Knee Disarticulation Successfully Fitted with a PTS Socket

Knee Disarticulation Successfully Fitted with a PTS Socket JOHN N. PIERCE, CO.


On December 27, 1974, W. F., a 3-year-old female, was admitted with a diagnosis of chicken pox of one week's duration and a 12-to-24-hour history of purpura and more recently hematuria. As a result of varicella gangrenosa, a complication of chicken pox, she lost the right leg through the knee and the left leg at a very high thigh level ( Figure 1-A , Figure 1-B and Figure 2 ). This case and a discussion of the entity were detailed in the Inter-Clinic Information Bulletin in 1969 1 . Our purpose now is to describe the success we have had in fitting the right knee disarticulation with a patellar-tendon-supracondylar socket after years of using bilateral above-knee prostheses ( Figure 3 and Figure 4 ).

Case Report

For a number of years we had treated this 16-year-old girl with bilateral above-knee prostheses for a very short 10-cm (4-in.) above-knee amputation on the left and a knee disarticulation on the right. Having observed a patellar excursion of approximately 40 degrees, we were prompted to think of fitting a PTS prosthesis, modular design, thereby reducing the weight of prosthetic apparel and possibly reducing the abducted gait caused by the volume of bilateral above-knee prostheses. We also recommended weight reduction. We took the necessary measurements and modified the cast as usual. We then prepared a Lexan check socket and proceeded to the fitting ( Figure 3 and Figure 4 ).

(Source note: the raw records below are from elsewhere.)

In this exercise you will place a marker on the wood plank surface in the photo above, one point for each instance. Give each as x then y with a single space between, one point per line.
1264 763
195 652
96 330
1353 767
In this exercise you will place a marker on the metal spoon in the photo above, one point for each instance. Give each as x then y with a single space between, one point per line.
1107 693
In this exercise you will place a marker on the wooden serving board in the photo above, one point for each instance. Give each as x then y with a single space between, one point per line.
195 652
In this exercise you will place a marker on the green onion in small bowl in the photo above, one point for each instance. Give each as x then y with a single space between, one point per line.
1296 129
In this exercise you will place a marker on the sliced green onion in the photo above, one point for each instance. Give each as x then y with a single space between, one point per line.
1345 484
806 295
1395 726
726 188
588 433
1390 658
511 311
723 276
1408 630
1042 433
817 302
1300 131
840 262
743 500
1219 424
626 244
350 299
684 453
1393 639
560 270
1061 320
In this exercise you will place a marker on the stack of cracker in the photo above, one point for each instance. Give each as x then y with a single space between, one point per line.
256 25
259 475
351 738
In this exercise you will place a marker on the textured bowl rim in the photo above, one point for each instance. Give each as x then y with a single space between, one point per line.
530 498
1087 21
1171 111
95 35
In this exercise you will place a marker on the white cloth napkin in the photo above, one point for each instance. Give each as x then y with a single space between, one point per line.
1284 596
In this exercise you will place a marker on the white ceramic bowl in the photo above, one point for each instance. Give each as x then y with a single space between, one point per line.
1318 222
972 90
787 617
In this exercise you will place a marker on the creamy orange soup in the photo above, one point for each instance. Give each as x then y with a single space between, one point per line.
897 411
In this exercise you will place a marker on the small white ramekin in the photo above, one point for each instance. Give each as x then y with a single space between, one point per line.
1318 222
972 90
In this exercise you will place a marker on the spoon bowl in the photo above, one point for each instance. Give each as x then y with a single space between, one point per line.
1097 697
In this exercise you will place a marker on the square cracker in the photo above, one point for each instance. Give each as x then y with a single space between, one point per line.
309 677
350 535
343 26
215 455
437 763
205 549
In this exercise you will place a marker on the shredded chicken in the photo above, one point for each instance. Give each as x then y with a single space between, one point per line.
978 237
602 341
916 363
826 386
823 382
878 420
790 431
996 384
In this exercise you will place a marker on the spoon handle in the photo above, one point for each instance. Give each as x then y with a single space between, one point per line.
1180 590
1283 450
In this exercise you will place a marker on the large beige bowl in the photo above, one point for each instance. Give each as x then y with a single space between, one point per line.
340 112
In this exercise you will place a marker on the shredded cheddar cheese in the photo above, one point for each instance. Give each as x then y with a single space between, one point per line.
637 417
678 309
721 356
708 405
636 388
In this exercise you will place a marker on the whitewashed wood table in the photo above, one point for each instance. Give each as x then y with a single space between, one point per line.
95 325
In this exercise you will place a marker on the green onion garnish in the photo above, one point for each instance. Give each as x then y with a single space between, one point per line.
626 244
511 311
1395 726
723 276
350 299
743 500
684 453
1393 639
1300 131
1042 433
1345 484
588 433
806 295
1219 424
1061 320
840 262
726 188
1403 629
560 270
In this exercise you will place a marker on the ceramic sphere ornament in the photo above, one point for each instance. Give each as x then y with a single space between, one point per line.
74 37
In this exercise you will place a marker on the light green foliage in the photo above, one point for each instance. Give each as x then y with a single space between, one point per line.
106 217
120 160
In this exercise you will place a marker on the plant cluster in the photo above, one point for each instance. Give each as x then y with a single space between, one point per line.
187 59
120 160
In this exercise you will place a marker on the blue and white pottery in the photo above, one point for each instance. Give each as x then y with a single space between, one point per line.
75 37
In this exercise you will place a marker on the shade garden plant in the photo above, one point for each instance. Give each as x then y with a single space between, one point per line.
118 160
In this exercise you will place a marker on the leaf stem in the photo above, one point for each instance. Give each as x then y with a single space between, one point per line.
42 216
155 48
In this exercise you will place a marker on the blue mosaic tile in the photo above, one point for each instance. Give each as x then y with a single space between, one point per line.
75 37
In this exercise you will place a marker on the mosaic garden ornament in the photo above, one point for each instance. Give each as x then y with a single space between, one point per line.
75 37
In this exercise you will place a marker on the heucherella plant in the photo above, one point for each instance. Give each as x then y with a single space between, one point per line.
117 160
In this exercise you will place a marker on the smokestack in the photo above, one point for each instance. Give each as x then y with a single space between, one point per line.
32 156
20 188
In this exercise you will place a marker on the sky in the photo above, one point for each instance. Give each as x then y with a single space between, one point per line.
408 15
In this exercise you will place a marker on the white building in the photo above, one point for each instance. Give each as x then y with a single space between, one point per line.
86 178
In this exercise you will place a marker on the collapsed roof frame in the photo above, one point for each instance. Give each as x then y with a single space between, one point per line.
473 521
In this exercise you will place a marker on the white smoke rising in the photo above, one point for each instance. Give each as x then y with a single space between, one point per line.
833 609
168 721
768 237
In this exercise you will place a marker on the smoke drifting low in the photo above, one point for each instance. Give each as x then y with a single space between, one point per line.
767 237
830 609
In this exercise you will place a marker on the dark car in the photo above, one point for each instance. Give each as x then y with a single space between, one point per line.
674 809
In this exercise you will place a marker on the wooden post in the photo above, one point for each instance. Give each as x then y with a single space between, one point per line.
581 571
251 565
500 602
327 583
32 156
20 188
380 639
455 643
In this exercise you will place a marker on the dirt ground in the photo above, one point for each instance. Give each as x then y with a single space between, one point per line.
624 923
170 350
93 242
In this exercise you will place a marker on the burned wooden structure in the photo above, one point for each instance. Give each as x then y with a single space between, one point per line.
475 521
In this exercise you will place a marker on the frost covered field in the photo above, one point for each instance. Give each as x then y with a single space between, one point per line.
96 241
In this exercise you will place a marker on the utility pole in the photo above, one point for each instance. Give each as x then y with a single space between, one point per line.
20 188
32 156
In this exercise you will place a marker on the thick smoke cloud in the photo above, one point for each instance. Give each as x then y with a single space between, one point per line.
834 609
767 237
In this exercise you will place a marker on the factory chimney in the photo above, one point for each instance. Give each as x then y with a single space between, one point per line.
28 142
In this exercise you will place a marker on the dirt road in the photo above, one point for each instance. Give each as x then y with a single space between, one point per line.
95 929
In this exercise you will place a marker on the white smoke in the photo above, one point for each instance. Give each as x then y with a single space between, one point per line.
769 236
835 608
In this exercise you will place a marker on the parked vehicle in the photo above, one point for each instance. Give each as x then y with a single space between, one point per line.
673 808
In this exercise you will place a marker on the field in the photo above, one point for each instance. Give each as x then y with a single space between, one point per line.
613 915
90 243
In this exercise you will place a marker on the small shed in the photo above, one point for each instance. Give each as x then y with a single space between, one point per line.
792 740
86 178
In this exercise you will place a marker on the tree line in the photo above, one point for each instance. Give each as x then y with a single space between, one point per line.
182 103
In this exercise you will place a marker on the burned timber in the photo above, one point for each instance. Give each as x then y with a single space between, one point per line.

We had, of course, expected a great deal of instability due to the lack of tone in the thigh muscles and also the small amount of purchase the socket provided. We were pleasantly surprised to find that the patient was able to ambulate much better than we had expected. The fitting proceeded normally with the exception of a decision to raise the proximal socket brim an additional 2.5 cm (1 in.) to increase stability in all planes.

The patient is now seven months postfitting, and most of the abducted gait has disappeared - an added bonus in this particular case. She is delighted with the prosthesis. When the knee-disarticulation amputation was performed, the patellar tendon was sutured to the hamstrings, allowing excursion of the patella. This affords the patient limited powers of flexion and extension.

A very important aspect in the preparation of the socket is that the diagonal-posterior-trim-line procedure must be used to ensure retention of the prosthesis when the knee is flexed, as in sitting. This procedure has been reported previously 2 , and we use it routinely in our office ( Figure 5 ).

This is the first time that we have tried to fit a knee disarticulation with the PTS socket, and we were pleasantly surprised to find that it is indeed possible. We feel that this procedure may be applicable to other patients with knee disarticulations.

1. Hagen, Arthur R., Joseph G. Matthews, and Joseph J. Nixon, Varicella gangrenosa. Inter-Clin Inform Bull, 8:8:9-19, May 1969.

2. Thranhardt, H. E., and S. W. Walker, Diagonal-posterior-brim below-knee prosthesis. Presented at American Orthotic and Prosthetic Association National Assembly, Atlanta, Georgia, October 1974.